How Methamphetamine Destroys Your Mind and Body
Meth is derived from another drug, amphetamine. Amphetamine was originally used as a nasal decongestant and bronchial dilator. (Note: An amphetamine is a stimulant drug that produces increased wakefulness and focus while it decreases appetite and fatigue. It’s also known as “speed”.)
However, methamphetamine is different from amphetamine in that, at comparable doses, higher levels of meth can get into the brain, making it more potent and creates more harmful effects on the central nervous system of the user.
Methamphetamine can not only be created from commonly obtained household items, but the drug can also be prescribed by a doctor for diagnoses such as narcolepsy and ADHD. Meth can be snorted, taken orally, smoked or injected.

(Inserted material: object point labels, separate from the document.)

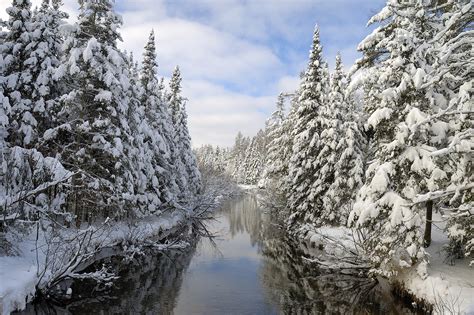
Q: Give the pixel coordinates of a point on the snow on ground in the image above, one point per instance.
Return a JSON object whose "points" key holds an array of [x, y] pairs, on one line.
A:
{"points": [[18, 280], [248, 187], [18, 274], [446, 284]]}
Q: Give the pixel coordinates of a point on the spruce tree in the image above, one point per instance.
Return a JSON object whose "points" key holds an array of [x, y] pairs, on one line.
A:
{"points": [[193, 176], [306, 130], [15, 79], [403, 166], [95, 138], [273, 172], [348, 153], [175, 102], [157, 131]]}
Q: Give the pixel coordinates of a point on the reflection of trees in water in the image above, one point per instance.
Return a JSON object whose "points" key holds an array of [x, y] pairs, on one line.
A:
{"points": [[149, 285], [243, 217], [294, 284]]}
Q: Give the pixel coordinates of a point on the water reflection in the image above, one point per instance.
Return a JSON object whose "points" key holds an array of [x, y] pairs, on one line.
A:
{"points": [[255, 269]]}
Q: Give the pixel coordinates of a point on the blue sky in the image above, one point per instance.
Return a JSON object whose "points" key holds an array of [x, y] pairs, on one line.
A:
{"points": [[236, 56]]}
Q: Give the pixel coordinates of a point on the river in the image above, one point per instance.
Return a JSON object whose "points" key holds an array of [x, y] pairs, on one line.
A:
{"points": [[250, 267]]}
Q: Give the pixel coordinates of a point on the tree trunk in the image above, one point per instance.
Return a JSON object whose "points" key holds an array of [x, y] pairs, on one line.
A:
{"points": [[429, 217]]}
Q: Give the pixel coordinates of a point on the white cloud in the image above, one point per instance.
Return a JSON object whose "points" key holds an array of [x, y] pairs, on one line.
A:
{"points": [[236, 56]]}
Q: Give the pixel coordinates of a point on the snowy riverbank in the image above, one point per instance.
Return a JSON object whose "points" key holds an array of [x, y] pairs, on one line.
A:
{"points": [[41, 257], [34, 265], [447, 287]]}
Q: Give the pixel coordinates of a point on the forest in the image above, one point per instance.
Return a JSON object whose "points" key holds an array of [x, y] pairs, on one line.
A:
{"points": [[378, 149], [97, 159]]}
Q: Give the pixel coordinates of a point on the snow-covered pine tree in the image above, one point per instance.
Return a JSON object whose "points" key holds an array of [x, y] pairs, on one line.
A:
{"points": [[94, 135], [254, 160], [175, 102], [403, 165], [348, 167], [157, 131], [43, 60], [306, 130], [330, 122], [448, 83], [193, 176], [15, 80], [274, 164]]}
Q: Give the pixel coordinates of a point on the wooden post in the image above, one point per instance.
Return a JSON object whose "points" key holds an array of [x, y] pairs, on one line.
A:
{"points": [[429, 217]]}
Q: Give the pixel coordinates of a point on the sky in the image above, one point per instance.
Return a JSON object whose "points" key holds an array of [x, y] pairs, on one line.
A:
{"points": [[235, 56]]}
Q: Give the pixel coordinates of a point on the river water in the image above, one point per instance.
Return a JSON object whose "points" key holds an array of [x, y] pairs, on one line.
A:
{"points": [[250, 267]]}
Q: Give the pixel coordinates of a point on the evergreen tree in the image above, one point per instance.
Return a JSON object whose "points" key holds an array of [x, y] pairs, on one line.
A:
{"points": [[275, 133], [95, 137], [451, 79], [402, 167], [193, 176], [15, 80], [157, 130], [175, 103], [348, 167], [42, 62], [306, 130]]}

When methamphetamine is consumed, the user can experience hallucinations, paranoia, and increased aggression. If a person uses too much, too quickly, the user can die from the damage meth wreaks on blood vessels in the brain. Often, a meth addict will take meth continuously for days. During this time the user is active and doesn’t normally eat or sleep. Afterwards, they crash, sleeping for days and then experiencing extreme anxiety and depression. The depression caused by the crash can cause suicidal thoughts and ideations.
Another extremely damaging physical effect of meth is that once consumed, the drug remains in the body, unchanged, for a long period of time. This means that when the drug affects the brain, it doesn’t cause brief or minor damage, it can cause permanent damage.
Methamphetamine works by blocking dopamine reuptake in the brain and increasing the activity of dopamine in the nervous system. Dopamine is the brain’s “reward” neurochemical and allows us to feel pleasure in life from things like having fun with friends, shopping, sex, and of course, drug use. Meth adversely affects dopamine levels in the brain, causing long-term users to lose the ability to enjoy doing anything, thus why the relapse rate on meth is so high.